Halogen Functionalization of Aluminium Fumarate Metal–Organic Framework via In Situ Hydrochlorination of Acetylenedicarboxylic Acid*

Composed of metal units that are bridged by organic ligands into porous networks, metal–organic frameworks (MOFs) allow for various functional groups to be introduced into the material, hence tuning of the chemistry of their pore surface to meet specific properties and potential applications.^[1] Such functionalization of MOFs can be done pre-synthetically, post-synthetically or in situ.^[2] For the latter, linker or cluster functionalization and MOF formation occur in a one-pot reaction, which offers the advantage of reducing synthesis steps and cost when compared with post-synthetic modification, as well as yields products that might at times not be obtained by direct synthesis.^[3]

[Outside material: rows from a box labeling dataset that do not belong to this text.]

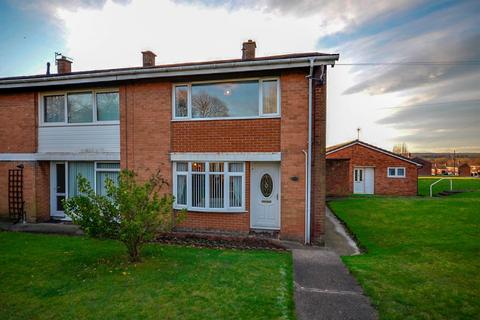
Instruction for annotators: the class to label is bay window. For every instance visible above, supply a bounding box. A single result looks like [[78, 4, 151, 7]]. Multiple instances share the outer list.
[[173, 162, 245, 212], [41, 90, 120, 125], [173, 79, 280, 120], [387, 167, 405, 178]]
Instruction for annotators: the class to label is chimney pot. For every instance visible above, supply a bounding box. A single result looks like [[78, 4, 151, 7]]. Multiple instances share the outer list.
[[57, 56, 72, 74], [242, 40, 257, 60], [142, 50, 157, 67]]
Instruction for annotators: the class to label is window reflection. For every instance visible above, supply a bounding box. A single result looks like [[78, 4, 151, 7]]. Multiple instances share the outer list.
[[192, 81, 259, 118]]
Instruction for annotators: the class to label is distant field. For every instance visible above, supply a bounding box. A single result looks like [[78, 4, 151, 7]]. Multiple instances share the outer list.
[[329, 189, 480, 320], [418, 177, 480, 196]]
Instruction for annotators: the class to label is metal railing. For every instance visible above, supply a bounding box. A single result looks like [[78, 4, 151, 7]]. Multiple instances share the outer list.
[[430, 178, 453, 197]]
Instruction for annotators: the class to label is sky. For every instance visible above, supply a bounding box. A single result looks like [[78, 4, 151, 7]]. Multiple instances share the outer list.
[[0, 0, 480, 152]]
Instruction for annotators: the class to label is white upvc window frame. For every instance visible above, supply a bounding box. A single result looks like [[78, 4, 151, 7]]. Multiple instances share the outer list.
[[172, 77, 282, 121], [172, 161, 246, 212], [387, 167, 407, 178], [38, 88, 120, 127], [50, 160, 121, 219]]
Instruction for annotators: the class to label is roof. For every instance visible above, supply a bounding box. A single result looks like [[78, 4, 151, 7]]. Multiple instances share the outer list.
[[0, 52, 339, 90], [326, 140, 356, 153], [326, 140, 422, 167], [412, 157, 432, 165]]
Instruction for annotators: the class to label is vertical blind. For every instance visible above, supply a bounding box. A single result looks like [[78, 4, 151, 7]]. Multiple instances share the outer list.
[[173, 162, 245, 211]]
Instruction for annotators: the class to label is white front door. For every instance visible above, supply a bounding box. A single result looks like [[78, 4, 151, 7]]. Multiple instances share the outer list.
[[250, 162, 280, 230], [50, 162, 67, 218], [353, 168, 375, 194]]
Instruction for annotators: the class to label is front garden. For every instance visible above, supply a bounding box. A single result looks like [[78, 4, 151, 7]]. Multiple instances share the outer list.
[[329, 178, 480, 319], [0, 232, 294, 319]]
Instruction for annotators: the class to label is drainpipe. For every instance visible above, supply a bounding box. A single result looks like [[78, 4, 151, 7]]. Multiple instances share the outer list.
[[302, 150, 310, 244], [305, 58, 315, 244]]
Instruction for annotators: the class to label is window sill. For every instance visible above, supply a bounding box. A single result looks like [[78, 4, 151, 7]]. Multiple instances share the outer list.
[[171, 115, 281, 122], [173, 207, 248, 214], [39, 121, 120, 128]]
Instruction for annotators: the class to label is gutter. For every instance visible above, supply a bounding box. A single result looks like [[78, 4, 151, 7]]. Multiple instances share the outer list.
[[0, 54, 338, 90]]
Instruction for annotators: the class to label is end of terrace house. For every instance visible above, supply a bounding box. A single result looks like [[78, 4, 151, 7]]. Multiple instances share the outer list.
[[0, 40, 339, 243]]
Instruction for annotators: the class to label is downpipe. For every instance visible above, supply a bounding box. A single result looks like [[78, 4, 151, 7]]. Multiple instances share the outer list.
[[304, 58, 315, 244]]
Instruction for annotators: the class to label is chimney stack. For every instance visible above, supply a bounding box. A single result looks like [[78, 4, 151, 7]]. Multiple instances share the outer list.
[[142, 50, 157, 67], [242, 40, 257, 60], [57, 56, 72, 74]]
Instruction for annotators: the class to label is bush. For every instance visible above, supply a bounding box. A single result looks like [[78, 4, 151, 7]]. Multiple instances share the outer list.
[[64, 170, 183, 262]]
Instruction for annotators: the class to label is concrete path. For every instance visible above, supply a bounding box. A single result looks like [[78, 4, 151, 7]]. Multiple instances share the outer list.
[[291, 208, 378, 320], [0, 222, 83, 236], [324, 207, 360, 256], [292, 249, 378, 320]]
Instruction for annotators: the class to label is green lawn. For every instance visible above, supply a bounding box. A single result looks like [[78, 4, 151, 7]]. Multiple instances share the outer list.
[[418, 176, 480, 196], [330, 181, 480, 319], [0, 232, 294, 319]]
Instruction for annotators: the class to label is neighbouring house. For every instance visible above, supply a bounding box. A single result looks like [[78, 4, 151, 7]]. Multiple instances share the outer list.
[[412, 157, 434, 176], [458, 163, 472, 177], [0, 41, 338, 243], [326, 140, 421, 196]]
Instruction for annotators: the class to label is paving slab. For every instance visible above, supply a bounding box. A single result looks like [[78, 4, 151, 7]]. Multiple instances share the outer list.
[[324, 207, 360, 256], [2, 223, 83, 236], [292, 249, 378, 320]]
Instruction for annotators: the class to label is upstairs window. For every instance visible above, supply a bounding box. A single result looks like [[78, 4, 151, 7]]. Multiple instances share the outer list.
[[43, 95, 65, 122], [173, 79, 280, 119], [67, 92, 93, 123], [42, 90, 120, 125], [387, 167, 405, 178]]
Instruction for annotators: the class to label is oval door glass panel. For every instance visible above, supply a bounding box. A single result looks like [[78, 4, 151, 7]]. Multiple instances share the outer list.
[[260, 173, 273, 198]]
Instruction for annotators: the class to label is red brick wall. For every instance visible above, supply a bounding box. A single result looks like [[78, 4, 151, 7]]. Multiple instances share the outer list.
[[0, 161, 50, 222], [172, 118, 280, 152], [35, 161, 50, 222], [120, 70, 316, 241], [327, 145, 418, 196], [280, 71, 308, 241], [120, 82, 255, 232], [418, 163, 432, 176], [120, 81, 172, 182], [326, 159, 352, 197], [0, 92, 37, 153]]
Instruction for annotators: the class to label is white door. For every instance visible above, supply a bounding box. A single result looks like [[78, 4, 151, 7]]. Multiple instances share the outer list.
[[50, 162, 67, 218], [250, 162, 280, 230], [365, 168, 375, 194], [353, 168, 375, 194]]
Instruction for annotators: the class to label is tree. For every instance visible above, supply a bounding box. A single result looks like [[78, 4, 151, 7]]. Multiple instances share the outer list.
[[192, 92, 228, 118], [64, 170, 183, 262]]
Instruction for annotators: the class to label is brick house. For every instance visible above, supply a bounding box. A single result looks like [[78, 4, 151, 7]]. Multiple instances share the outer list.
[[0, 41, 338, 243], [412, 157, 434, 177], [326, 140, 421, 196]]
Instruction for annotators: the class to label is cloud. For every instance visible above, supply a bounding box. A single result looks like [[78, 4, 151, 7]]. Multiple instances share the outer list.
[[52, 0, 336, 70], [334, 2, 480, 151], [10, 0, 131, 15], [173, 0, 423, 34]]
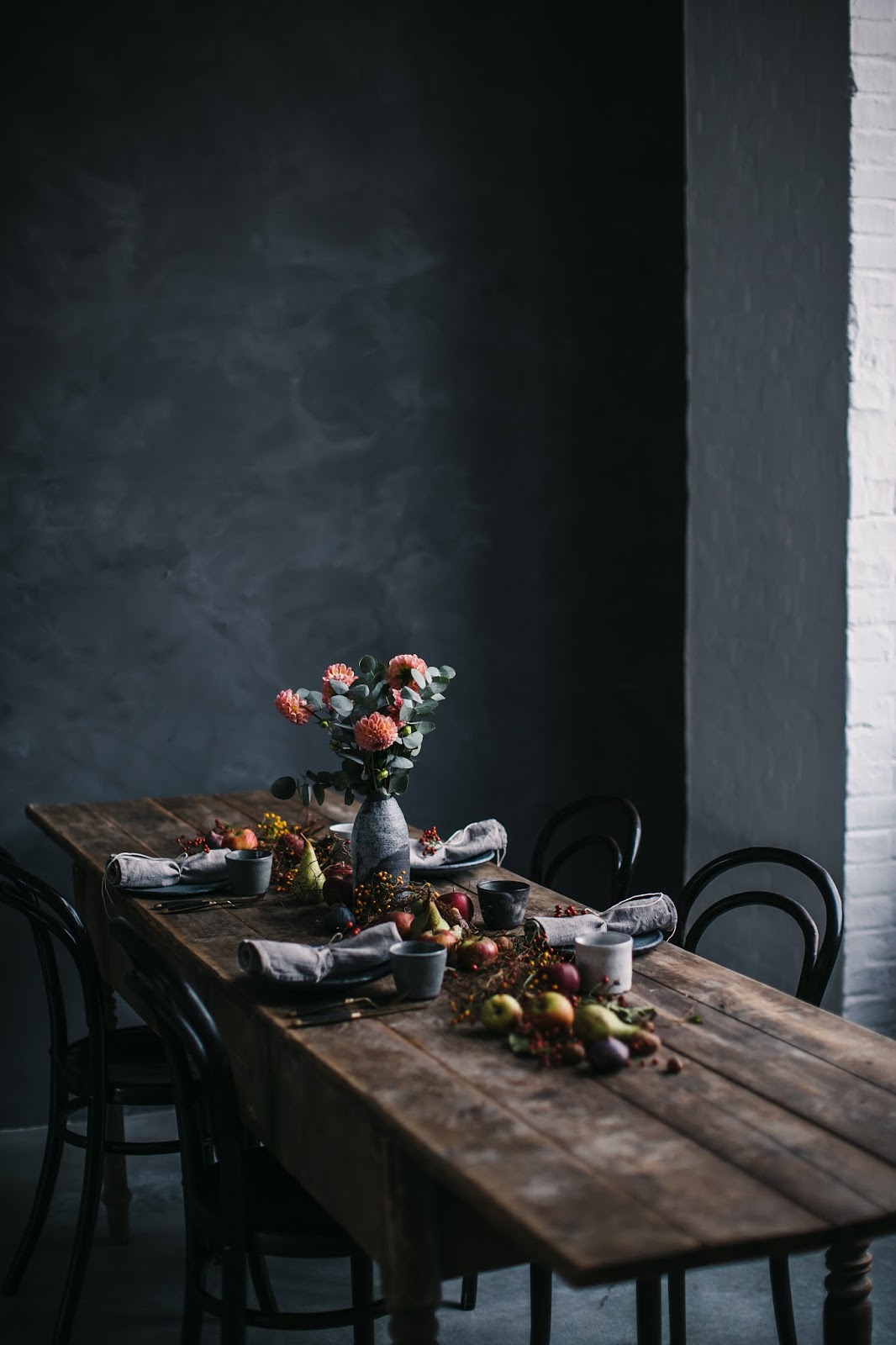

We recently reported the halogen functionalization of MOFs via in situ hydrohalogenation of linkers containing alkyne moieties.^[4] More precisely, chlorofumarate-based UiO-type zirconium MOF was obtained by in situ hydrohalogenation of the triple bond of acetylenedicarboxylic acid. Aluminium-based MOFs are of great interest owing to the lightness and low toxicity of aluminium, as well as the abundance of its sources. Aluminium fumarate was one of the first commercialized Al-MOFs owing to its easy and inexpensive synthesis route at large scale.^[5] Owing to its high thermal, chemical, and hydrothermal stability, aluminium fumarate holds promise for adsorption-based heat transformation applications,^[6] adsorption of fluoride from water,^[7] carbon dioxide capture from wet gas stream,^[8] shape-based separation of hydrocarbons,^[9] and as anode material for lithium ion batteries.^[10] Aluminium fumarate, commercialized under the trademark Basolite A520, is also named MIL-53-Fum because it is isostructural with the aluminium terephthalate MOF MIL-53(-BDC).^[11] The MIL-53 framework is built up from chains of trans-corner-sharing AlO₆ octahedra, linked together by fumarate to form lozenge-shaped one-dimensional channels having a cross-section of ~5.7 × 6.0 Ų (Fig. 1).^[12]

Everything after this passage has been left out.